Purpose: We assessed whether 1,25(OH)2D plays a role in prevention of mandibular osteoporosis via the NAD-dependent deacetylase sirtuin-1 (Sirt1).
Methods: 1α(OH)ase-/- mice with Sirt1 overexpression in MSCs were generated for comparing mandibular phenotypes with Prx1-driven Sirt1 transgenic, 1α(OH)ase-/-, and WT mice using imaging, histopathology, and cellular molecular biology methods. Chromatin immunoprecipitation (ChIP), electrophoretic mobility shift assay (EMSA) and luciferase assays were used to assess 1,25(OH)2D regulation of Sirt1.

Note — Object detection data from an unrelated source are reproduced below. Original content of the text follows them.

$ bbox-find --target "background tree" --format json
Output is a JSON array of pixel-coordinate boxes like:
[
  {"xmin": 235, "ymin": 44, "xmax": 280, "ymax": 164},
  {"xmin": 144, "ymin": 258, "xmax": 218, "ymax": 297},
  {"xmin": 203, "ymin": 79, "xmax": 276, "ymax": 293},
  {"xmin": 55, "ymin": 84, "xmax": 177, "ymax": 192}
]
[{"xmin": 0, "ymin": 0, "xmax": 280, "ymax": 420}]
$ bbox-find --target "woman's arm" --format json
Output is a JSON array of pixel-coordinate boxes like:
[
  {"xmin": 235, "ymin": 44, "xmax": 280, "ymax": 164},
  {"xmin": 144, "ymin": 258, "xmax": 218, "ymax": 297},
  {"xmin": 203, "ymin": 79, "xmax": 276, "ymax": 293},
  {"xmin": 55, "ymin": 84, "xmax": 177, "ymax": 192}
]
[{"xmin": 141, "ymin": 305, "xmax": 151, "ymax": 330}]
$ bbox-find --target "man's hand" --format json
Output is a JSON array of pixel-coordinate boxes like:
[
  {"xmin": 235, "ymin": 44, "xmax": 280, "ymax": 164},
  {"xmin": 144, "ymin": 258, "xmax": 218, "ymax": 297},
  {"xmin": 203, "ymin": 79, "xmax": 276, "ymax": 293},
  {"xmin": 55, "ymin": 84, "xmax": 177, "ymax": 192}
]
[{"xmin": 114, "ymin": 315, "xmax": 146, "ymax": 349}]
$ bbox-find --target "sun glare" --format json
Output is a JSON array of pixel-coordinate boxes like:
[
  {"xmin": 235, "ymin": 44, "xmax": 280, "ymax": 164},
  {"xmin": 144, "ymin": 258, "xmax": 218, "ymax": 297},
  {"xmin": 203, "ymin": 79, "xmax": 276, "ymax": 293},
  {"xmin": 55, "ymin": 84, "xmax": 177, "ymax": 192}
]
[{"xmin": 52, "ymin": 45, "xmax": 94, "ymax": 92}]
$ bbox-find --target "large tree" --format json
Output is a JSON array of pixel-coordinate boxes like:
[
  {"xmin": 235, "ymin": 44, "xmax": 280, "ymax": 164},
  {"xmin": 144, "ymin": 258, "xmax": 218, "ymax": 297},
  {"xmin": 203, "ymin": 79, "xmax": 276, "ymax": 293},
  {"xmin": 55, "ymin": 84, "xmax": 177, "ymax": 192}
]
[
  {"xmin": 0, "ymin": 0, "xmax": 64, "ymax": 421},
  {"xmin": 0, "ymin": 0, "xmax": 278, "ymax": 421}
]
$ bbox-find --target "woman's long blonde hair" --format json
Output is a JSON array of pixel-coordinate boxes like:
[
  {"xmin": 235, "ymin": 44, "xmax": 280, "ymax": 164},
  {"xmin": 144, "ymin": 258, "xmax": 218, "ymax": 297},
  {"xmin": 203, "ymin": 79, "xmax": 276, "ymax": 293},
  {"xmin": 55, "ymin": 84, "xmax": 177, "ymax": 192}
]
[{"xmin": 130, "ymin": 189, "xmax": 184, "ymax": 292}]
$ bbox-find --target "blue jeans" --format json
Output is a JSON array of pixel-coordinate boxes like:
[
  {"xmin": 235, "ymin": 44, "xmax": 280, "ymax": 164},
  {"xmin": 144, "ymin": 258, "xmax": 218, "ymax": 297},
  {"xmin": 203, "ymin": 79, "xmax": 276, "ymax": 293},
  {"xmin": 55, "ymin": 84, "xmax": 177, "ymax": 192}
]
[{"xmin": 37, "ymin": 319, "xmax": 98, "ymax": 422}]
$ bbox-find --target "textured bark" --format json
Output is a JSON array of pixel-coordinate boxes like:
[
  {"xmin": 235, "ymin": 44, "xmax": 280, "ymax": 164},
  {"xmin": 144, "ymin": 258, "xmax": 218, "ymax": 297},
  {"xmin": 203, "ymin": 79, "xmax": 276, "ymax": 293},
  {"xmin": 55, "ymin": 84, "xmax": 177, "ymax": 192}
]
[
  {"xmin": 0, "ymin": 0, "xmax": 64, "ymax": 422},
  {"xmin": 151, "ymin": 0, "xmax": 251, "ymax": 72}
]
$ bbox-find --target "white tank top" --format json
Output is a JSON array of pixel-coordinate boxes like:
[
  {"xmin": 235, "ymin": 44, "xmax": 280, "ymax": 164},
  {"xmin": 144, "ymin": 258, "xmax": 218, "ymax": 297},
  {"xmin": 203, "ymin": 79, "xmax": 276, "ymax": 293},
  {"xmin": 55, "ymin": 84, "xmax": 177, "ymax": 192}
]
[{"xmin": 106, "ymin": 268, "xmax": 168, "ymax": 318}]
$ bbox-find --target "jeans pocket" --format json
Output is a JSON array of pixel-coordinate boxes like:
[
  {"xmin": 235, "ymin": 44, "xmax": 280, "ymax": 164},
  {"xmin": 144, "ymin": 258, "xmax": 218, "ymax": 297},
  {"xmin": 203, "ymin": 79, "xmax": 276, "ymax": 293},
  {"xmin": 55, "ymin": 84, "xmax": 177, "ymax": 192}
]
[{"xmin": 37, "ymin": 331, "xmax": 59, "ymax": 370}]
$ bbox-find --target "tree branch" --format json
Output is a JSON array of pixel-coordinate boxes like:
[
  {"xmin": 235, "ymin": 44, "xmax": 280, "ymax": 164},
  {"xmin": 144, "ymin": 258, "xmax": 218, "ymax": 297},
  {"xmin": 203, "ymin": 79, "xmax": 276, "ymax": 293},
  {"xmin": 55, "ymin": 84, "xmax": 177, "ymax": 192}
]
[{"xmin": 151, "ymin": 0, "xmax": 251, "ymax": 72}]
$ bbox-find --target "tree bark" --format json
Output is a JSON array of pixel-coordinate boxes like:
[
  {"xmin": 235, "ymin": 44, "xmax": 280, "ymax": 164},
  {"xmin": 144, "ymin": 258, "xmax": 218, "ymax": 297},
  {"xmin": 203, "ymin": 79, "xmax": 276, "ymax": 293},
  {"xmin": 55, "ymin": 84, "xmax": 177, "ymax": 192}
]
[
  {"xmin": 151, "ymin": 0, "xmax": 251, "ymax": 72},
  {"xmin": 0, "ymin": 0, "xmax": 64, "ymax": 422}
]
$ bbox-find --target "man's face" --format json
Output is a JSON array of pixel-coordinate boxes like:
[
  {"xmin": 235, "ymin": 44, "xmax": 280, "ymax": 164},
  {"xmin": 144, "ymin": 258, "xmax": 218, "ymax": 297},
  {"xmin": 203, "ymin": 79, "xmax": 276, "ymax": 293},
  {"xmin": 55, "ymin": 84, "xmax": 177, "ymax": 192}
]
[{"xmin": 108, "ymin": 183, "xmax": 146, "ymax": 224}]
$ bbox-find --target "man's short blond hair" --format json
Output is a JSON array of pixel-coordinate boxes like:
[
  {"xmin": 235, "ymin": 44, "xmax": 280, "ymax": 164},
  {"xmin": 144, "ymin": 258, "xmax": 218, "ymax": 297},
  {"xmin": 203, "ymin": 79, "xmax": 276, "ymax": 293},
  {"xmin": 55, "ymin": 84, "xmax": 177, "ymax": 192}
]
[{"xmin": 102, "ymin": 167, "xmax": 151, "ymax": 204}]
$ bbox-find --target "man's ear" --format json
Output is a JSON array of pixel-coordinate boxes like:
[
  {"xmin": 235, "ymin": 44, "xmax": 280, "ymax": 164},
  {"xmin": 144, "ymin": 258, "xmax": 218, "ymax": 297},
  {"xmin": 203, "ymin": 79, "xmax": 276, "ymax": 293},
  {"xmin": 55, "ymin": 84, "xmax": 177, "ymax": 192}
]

Results: We first demonstrated that 1,25(OH)2D3 promoted osteogenic differentiation of bone marrow mesenchymal stem cells (BM-MSCs) isolated from mandibles, with up-regulation of Sirt1 expression. Bioinformatic analysis suggested the presence of a VDR response element-like sequence in the Sirt1 promoter. ChIP and EMSA demonstrated that the VDR could physically bind the Sirt1 promoter. Luciferase activity increased significantly in BM-MSCs transfected with a Sirt1-GV238 plasmid compared with the empty plasmid or a mutant plasmid, and activity was further increased in the presence of 1,25(OH)2D. Overexpression of Sirt1 in MSCs on a 1α(OH)ase-/- background corrected 1,25(OH)2D deficiency-induced mandibular osteoporosis by enhancing osteoblastic bone formation, reducing osteoclastic bone resorption, and increasing alveolar bone mass and mandibular BMD. Overexpression of Sirt1 in MSCs of 1α(OH)ase-/- mice also corrected 1,25(OH)2D deficiency-induced oxidative stress, cellular senescence and senescence associated secretory phenotypes (SASP) with up-regulation of the expression levels of forkhead box protein O3 (FOXO3) and superoxide dismutase (SOD)1/2, reduction of the percentage of p16, p21 and β-Gal positive cells and down-regulation of p16, p53, p21, IL-1/6, and MMP3/13 expression levels. The Sirt1 agonist resveratrol promoted the osteogenic differentiation of BM-MSCs isolated from mandibles, by up-regulating Sirt1 and FOXO3 expression levels, increasing the interaction between Sirt1 and FOXO3, reducing the level of FOXO3 acetylation and promoting its nuclear translocation.
Conclusions: 1,25(OH)2D can up-regulate Sirt1 expression through VDR-mediated transcription, increase FOXO3 deacetylation and nuclear translocation, reduce oxidative stress, cellular senescence and SASP, and promote osteogenic differentiation. Sirt1 may therefore mediate the anti-mandibular osteoporosis effects of 1,25(OH)2D.